If the mural on the Bellhaus Atelier & Galerie’s street-facing wall catches your eye, four pairs of eyes may look back.
Recently painted to mark International Design Day on 27 April, the mural draws inspiration from Windhoek’s central business district (CBD) while exploring this year’s theme of ‘The Spaces In Between’.
To begin the process of mural-making, a gaggle of creatives responding to an open call went for a walk.
Their task was simple: Soak up the CBD’s sights and scenes. Notice its chaos, calm and characters and observe your emotional ebbs and flows as you make your way through the city.
“For International Design Day 2026, we wanted to create something that moved beyond a traditional exhibition or static design outcome.
Together with Turipamwe Design and our collaborators at Bellhaus Atelier & Galerie, we approached the project as a live co-creation process rooted in observation, participation, and public engagement,” says Turipamwe Design founder Tanya Stroh.
This year’s Windhoek International Design Day experience was co-created by Turipamwe Design, Bellhaus Atelier & Galerie, Creative Industry Institute Africa, for.m.all, ENK Public Art, and Neo Paints Namibia.
“The process began with a ‘Walking Design Lab’ through Windhoek’s CBD.
The route was intentionally designed to create contrast between different urban experiences: green spaces and traffic-heavy roads, pedestrian pathways and crossings, moments of calm and moments of tension,” Stroh says.
“What interested us was not simply the city as infrastructure, but the city as a lived emotional and sensory experience.
Participants were guided by a field guide developed through a design thinking lens.
The questions invited them to observe movement, behaviour, atmosphere, interaction, discomfort, safety, connection, and contradiction within the city itself.”
Stroh says one of the strongest reflections emerging from the approximately two-hour walk is that urban life as well as moving through the city is rarely neutral. In fact, it is profoundly layered.
There are moments that feel invigorating and which foster connection. Alternatively, there are instances that are overwhelming, uncertain or feel fragmented.
To illustrate this idea, Stroh invites one to consider the emotions we may feel when doing something as simple as crossing a road.
Do we feel safe or welcome when doing so? Is provision made for pedestrian crossing?

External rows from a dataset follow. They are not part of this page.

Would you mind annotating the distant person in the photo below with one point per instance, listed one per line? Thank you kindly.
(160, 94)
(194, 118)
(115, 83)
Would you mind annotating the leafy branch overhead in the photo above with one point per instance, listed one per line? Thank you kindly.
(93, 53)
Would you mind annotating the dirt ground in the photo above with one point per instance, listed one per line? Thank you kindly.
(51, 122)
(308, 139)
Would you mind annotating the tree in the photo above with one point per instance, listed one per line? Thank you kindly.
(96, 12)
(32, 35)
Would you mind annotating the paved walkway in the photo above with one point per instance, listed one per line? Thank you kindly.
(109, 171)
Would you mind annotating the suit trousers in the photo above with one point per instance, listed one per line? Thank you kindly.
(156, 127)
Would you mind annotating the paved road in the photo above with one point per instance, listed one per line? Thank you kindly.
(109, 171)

Are we hurried or anxious? In which urban spaces does one find peace or a sense of connection with nature, one another or themselves?
Armed with these observations, the second phase of the project transformed these impressions into a series of collective curatorial reflections about the city.

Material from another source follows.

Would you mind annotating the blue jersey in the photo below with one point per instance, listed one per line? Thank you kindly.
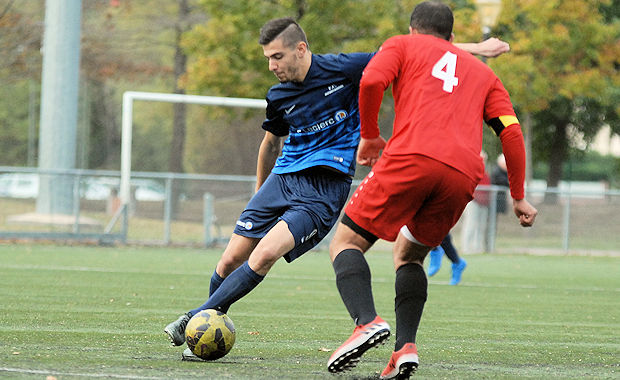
(319, 115)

These reflections became creative prompts for four large, collaborative collages.
This process was guided by Bellhaus curator Marcii Magson.
Participants were also introduced to the work of eminent American collagist, Romare Bearden, whose stirring collages and photomontages considered black American urban life, experience and culture.
The mural stems from these collective collages which were digitally scanned then creatively merged to create a single composition which participants then painted on the Bellhaus’ wall.
‘MOMENTS OF CONNECTION’
“Visually, the mural depicts four central figures inspired by the movement of people observed throughout the city walk.
The figures appear to walk, lean, climb, or move in almost dance-like ways across the composition.
One figure is suspended above a ladder, suggesting transition, uncertainty, ambition, or navigation through urban life,” says Stroh.
“The background draws from the textures, structures, and emotional rhythms of the city itself.
Abstract squiggle-like forms represent the complexity and intensity of living in an urban environment – particularly in a city like Windhoek, where vastly different experiences of movement, safety, nature, infrastructure, and access exist side by side,” Stroh says.
“The mural also reflects quieter moments of connection.
During the walk, participants repeatedly reflected on the emotional contrast between heavily trafficked urban areas and moments spent in green spaces.”
While the mural is the lingering outcome of four days of co-creation by over 20 participants and facilitators, Stroh says the initiative was chiefly concerned with creating an experience through which people could collectively observe, interpret, and respond to the city around them.
“At Turipamwe, we care deeply about making design accessible and participatory.
Design is often misunderstood as something exclusive or aesthetic-only, when in reality it can be a vehicle for observation, collaboration, problem-solving, and dialogue,” says Stroh.
“We strongly believe that anyone can think like a designer, and that communities are often best positioned to help shape the understanding of challenges as well as the imagining of solutions.”
The mural is titled ‘Where design ends, the human will begin.
Connection lives in the spaces in between’. During its creation on Windhoek’s Bell Street, Stroh was heartened to hear passersby asking questions, photographing the work and engaging with the process.
“Much of our visual urban landscape is dominated by signage, advertising, and transactional messaging. Public art creates a different kind of encounter,” says Stroh.
Should someone walk or drive past the mural and pause for even a moment to observe, reflect, question, or simply feel something, Stroh says the work has already begun to do what she hoped it would.
“We intend on doing this annually with a different design output next year.
Ultimately, the project was about recognising that the most meaningful forms of connection often exist in the spaces in between,” says Stroh.
“Between people, between disciplines, between movement and stillness, observation and action, and between the city we inherit and the one we collectively shape together.”